MAT ’98, nonprofit consultant
MAT ’98, nonprofit consultant

 

You followed a nontraditional career path after getting your teaching degree; now you work with nonprofits. What’s the thread that connects these two things?

It’s listening to people where they are and helping them get to where they want to be. With Write Around Portland, a nonprofit I co-founded 10 years ago, writing workshops are about building community through mutual respect and human connection. The medium of exchange there is stories. With the Returning Veterans Project, which is an organization I ran for about a year, the mission is about connecting people—veterans and their families who are affected by the trauma of war—with help, so they can express themselves again as human beings. With all the nonprofit consulting that I’ve done, it’s pretty much the same.

What has stuck with you most from your experience at Lewis & Clark?

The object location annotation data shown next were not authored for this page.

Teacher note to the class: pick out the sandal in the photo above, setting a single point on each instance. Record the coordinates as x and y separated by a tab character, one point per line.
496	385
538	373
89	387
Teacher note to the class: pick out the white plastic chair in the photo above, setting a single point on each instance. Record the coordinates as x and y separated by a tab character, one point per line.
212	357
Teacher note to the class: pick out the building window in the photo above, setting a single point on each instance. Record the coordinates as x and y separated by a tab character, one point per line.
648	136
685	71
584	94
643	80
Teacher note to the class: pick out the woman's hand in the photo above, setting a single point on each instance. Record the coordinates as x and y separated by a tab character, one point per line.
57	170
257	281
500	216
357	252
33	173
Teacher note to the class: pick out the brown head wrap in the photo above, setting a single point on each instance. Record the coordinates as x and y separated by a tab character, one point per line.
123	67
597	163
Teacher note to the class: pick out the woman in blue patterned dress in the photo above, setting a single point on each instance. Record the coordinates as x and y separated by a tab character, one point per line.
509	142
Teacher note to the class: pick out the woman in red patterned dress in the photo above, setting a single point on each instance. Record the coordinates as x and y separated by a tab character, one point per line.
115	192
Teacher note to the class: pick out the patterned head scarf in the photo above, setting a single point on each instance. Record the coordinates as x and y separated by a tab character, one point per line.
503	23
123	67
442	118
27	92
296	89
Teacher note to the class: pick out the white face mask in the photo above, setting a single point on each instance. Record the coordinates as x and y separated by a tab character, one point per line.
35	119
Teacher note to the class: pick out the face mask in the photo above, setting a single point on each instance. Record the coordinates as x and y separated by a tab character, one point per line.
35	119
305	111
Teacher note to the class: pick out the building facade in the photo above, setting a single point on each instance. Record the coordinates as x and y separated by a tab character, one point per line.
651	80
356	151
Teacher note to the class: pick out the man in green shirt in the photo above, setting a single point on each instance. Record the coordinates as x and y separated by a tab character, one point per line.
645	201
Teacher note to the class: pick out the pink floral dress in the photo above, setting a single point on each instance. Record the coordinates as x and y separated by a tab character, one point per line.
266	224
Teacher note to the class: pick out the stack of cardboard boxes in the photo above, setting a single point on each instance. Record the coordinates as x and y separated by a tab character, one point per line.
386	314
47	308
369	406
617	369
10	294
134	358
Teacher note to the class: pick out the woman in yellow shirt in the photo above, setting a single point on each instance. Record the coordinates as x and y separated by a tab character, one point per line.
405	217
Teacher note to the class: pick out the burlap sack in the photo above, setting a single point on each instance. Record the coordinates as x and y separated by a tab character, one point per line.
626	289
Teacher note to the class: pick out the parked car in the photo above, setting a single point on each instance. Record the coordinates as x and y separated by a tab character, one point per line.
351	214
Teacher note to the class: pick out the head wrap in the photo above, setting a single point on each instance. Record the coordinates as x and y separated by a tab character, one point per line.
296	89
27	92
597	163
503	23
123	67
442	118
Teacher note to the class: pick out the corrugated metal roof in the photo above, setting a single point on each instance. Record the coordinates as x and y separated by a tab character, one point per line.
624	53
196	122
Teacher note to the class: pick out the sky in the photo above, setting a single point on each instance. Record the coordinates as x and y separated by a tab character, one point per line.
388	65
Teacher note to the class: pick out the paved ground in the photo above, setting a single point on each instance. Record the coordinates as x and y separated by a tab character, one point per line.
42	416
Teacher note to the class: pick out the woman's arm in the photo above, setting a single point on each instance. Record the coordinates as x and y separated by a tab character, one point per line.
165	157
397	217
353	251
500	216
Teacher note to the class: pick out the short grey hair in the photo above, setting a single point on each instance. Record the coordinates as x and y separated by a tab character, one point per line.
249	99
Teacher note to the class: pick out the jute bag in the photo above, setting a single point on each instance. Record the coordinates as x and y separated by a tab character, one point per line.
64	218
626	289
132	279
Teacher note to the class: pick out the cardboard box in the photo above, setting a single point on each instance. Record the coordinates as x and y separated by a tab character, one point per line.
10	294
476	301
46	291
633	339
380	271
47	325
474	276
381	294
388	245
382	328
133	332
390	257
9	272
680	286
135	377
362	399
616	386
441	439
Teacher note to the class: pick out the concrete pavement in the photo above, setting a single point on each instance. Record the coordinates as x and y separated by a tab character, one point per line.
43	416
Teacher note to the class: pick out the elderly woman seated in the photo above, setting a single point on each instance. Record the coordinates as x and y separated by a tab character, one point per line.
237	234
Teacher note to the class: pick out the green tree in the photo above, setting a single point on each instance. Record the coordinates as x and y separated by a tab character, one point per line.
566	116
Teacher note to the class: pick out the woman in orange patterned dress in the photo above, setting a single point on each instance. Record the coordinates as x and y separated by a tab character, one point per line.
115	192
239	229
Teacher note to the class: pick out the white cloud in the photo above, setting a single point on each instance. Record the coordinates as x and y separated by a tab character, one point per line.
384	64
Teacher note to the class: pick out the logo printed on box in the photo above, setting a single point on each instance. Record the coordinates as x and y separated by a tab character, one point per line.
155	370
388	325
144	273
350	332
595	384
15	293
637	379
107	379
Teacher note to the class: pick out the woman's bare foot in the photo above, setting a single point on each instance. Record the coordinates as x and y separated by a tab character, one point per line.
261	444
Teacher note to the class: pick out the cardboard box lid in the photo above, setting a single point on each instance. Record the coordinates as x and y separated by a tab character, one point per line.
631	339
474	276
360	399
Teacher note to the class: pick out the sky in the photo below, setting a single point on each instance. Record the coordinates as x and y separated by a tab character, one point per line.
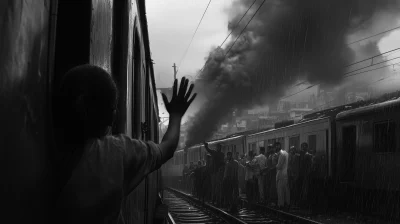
171	27
172	24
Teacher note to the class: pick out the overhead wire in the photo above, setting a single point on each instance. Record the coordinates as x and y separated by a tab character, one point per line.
201	70
198	25
368	84
293	94
245	27
366	38
237	24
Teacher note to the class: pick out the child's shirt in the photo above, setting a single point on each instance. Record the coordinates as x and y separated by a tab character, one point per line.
109	169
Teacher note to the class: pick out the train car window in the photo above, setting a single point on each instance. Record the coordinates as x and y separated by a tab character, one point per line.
312	142
347	160
253	147
282	141
71	48
385	136
294	141
137	90
271	141
72	44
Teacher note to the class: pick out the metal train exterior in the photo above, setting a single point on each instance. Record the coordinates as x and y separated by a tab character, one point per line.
361	146
40	40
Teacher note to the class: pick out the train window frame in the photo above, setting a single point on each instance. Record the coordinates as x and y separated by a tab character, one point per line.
297	146
374	143
309	143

The most important part of my Lewis & Clark education was my student teaching experience and the freedom and support I was given. I was given the chance to experiment quite a bit, to try different ways of connecting with different people to reach different goals. Any time I had a question, there were very knowledgeable people who could answer it—but it was never a pedantic answer, it was never overly directive. It was aimed to help me figure out my own way of solving that problem. Just in that student teaching experience I got an in-depth and hands-on experience of creative inquiry. I found that very powerful.